Eric Trump Just Launched A 2024 Presidential Campaign, Ahead Of Ivanka And Don Jr.

(Picture courtesy of Gage Skidmore.)

New York City, NY—

The sibling rivalry between President Donald Trump’s oldest children is heating up now that Eric Trump has just announced his 2024 presidential candidacy.

Eric is the first to launch a presidential campaign, though both Donald Jr. and Ivanka have long been rumored to be planning for runs as well.

“I was first,” explained Eric in a brief phone conversation with The Halfway Post this morning. “Don and Ivanka can suck it! I have dibs so they better back off. Ivanka thinks she should be the next president because she’s a girl and she’s our dad’s favorite, but she’s just a stuck-up, bossy phony. She says ‘ladies first,’ but she isn’t a lady. I don’t know why people think she’s hot. She’s gross. I totally disagree with my dad on that one, I don’t think she’s bangable at all. And don’t even get me started on Don Jr. He’s so dumb, and he eats his scabs. He goes hunting a lot, and gets a bunch of mosquito bites, and then he always picks them until they bleed. When they scab over, he picks those, too, and eats them! He says it’s what Green Berets do to eat protein and iron when they’re stranded in the wilderness behind enemy lines, but I don’t believe him. I think he’s just creepy. I also think he might be racist because he gets chegros a lot while hiking and camping, but he calls them ‘chiggers.’ I tell him that ‘chiggers’ is a slur, but he never listens.

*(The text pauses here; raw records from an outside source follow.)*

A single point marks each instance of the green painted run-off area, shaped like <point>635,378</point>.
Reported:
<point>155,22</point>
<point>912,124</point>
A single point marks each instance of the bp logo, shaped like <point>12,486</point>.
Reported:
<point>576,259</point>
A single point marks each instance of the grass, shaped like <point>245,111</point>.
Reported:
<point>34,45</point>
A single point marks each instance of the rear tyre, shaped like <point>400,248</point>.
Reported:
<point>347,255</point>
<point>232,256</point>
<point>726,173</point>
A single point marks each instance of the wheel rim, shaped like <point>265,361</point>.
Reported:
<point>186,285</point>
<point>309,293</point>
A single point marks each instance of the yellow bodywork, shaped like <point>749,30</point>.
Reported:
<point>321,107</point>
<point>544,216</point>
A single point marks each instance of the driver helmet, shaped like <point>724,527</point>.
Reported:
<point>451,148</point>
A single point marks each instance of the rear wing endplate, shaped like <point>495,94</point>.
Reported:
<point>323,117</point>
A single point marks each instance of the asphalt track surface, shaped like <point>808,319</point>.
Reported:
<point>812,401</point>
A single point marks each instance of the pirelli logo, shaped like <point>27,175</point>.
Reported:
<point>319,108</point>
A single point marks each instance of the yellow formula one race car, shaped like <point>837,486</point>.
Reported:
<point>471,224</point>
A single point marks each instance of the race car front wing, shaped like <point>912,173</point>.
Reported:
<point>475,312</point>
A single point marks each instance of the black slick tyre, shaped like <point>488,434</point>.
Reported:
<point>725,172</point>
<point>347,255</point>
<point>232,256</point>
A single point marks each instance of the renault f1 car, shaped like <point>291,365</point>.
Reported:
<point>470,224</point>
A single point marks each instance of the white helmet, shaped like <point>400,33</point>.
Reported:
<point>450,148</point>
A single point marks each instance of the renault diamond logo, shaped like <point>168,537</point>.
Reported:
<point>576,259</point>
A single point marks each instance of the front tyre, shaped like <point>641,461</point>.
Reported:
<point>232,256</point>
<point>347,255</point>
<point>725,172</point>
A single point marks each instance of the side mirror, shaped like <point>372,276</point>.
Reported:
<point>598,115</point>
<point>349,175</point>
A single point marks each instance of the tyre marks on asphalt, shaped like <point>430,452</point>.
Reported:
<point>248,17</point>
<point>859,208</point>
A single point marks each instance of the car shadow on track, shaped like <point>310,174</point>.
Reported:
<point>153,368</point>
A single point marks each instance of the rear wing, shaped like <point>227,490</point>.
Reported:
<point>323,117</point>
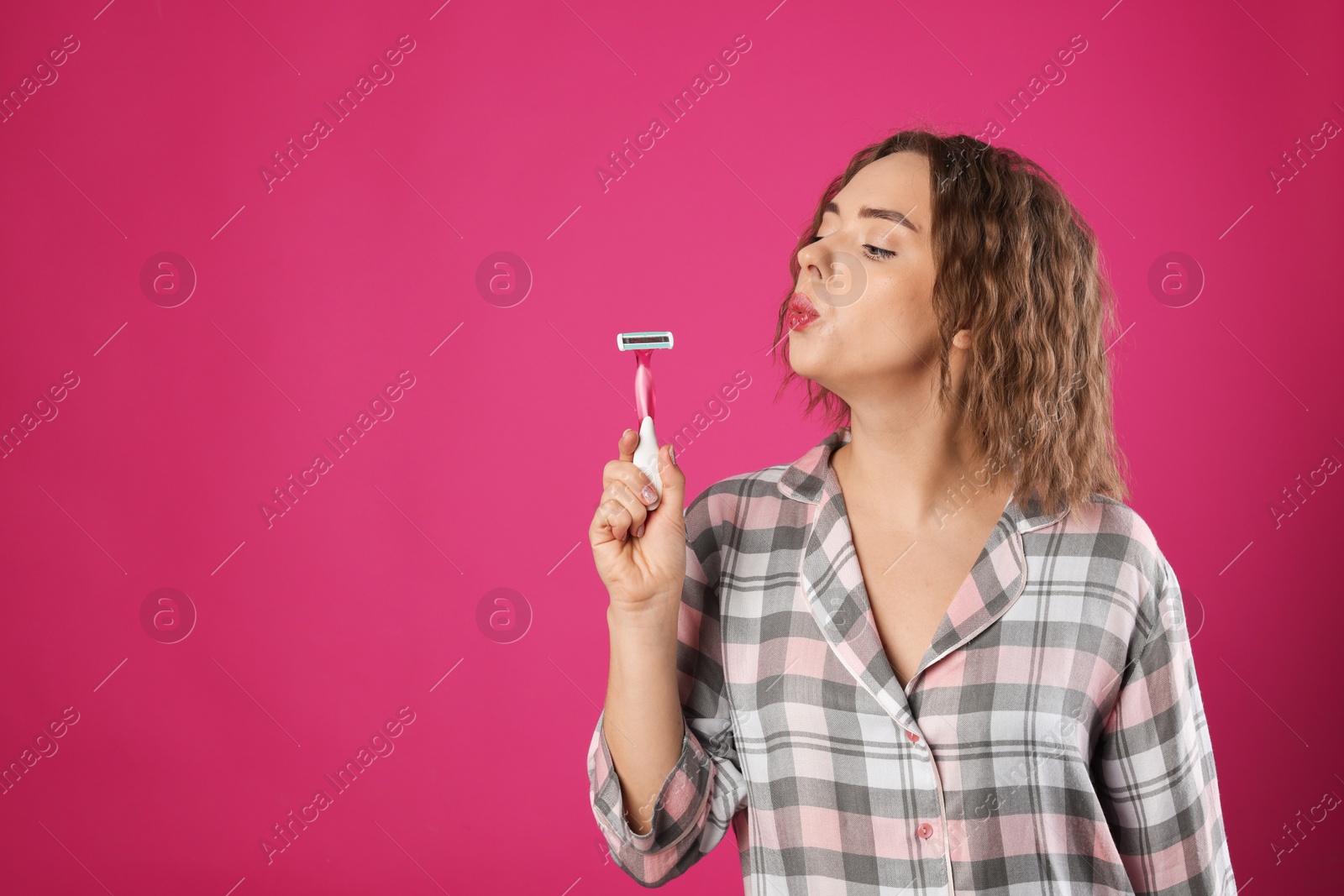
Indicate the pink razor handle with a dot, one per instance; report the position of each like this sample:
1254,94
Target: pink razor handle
647,453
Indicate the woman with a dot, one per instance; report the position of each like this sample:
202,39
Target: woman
937,653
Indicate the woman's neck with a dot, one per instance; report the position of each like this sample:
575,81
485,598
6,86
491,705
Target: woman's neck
918,472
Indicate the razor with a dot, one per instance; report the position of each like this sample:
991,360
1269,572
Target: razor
647,453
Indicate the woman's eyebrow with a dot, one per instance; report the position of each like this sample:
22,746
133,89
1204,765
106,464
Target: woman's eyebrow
886,214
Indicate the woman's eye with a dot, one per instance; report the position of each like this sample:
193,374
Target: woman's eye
877,253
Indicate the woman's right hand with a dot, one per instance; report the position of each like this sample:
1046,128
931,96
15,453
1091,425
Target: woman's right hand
640,555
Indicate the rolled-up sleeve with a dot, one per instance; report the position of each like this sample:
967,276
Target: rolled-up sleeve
706,788
1158,781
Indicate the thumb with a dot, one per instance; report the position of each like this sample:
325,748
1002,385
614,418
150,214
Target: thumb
674,481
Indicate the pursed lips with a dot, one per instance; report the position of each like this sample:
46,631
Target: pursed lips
801,312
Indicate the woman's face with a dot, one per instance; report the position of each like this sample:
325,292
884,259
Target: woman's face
869,275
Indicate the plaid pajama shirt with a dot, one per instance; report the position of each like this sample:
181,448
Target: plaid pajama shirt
1053,739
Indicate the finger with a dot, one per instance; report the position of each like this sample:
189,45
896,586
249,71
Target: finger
613,517
631,501
633,477
629,441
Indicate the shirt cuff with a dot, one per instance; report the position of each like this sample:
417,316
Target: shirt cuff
682,801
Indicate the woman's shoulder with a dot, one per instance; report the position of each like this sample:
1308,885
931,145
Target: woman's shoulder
1108,530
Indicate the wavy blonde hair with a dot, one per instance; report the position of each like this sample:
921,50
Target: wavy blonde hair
1021,269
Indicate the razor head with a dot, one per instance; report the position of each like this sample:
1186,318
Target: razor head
648,338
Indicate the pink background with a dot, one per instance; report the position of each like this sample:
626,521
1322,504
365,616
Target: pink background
313,296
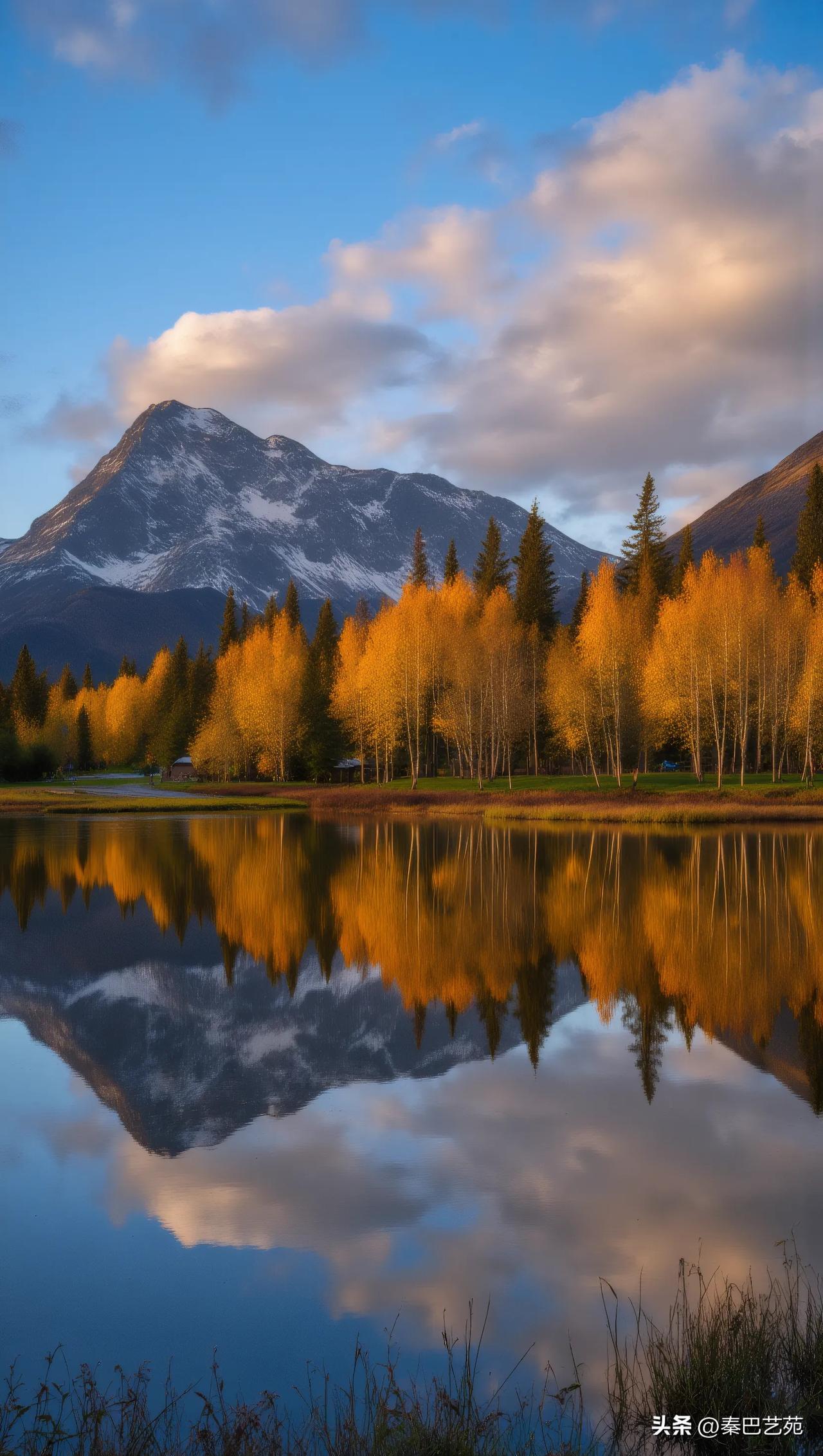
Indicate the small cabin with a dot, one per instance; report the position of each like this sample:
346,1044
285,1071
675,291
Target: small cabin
183,769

Unpresidential if you ask me.”

Asked what kind of campaign platform he would be running on, Eric told us he would be quite a different president than his Dad.

“You’d be surprised how much of my own man I am,” continued Eric. “To be honest, I don’t think my father’s presidency has been as effective as it could have been. He doesn’t really like to read, or brainstorm solutions to problems, or have a long-term plan, or lead by example, or listen to the advice of experts, or respect women. That last one is big difference between my father’s style of leadership and mine. I’ve just always thought my dad would have been more successful in life if he hadn’t sexually assaulted women so much. It always seemed like such a big distraction to me that because of his sex crimes he would have to spend so much time in court and depositions, and paying off victims, and planning with lawyers, and financing catch-and-kill stories. I learned from watching him that life is just easier when you don’t regularly sexually assault women. Also, my father only hires young, mostly blonde women for his advisers and staff members. He has always said he hates uglies, but I always thought that was a waste of potential. In fact, I’ve found that some of the smartest, most capable women out there are at least a little ugly.”